But this disaster will not change the basic character of the place, which, with its predominant mix of red and white and black people, represents an older, perhaps anachronistic America. Ethnically, our roots are overwhelmingly European, Native American and African, in that order. We feel more unity than diversity among ourselves; the Balkanization that divides the sundry ethnic communities of, say, Los Angeles, is unknown here. English remains the language of choice; even recent immigrants learn it at once.

Eighty-five years ago, on the night of Oct. 1, 1910, anarchists bombed the Los Angeles Times building, killing 21 work men. The issue then was the resistance of the paper’s owners, along with most of the city’s business community, to organized labor. The bombing did not soften the paper’s hostility toward unions, nor did it change a whit Southern California’s reputation as an anti-labor place, controlled by strong, white, mostly Protestant men who equated unions with communism.

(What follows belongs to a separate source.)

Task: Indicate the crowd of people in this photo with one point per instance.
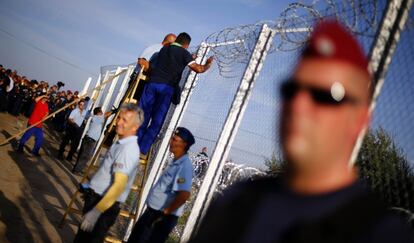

It took two world wars, Vietnam, political upheavals in Central and South America, economic desperation in Mexico, and the recent and continuing waves of immigration to change the face and character of Los Angeles. No mere bombing could accomplish that, and it would take demographic and cultural shifts of equal magnitude to transform the temperament of Okies--a term of abuse coined by Californians during the Great Depression but now worn by Oklahomans as a badge of pride. They are among the peoples of the Earth who cannot be insulted or bombed into submission.

The L.A. bombers of 1910, brothers named McNamara, who were defended by Clarence Darrow, ended up confessing and receiving prison sentences. As these latest terrorists will find out, such leniency will not satisfy an Oklahoma jury.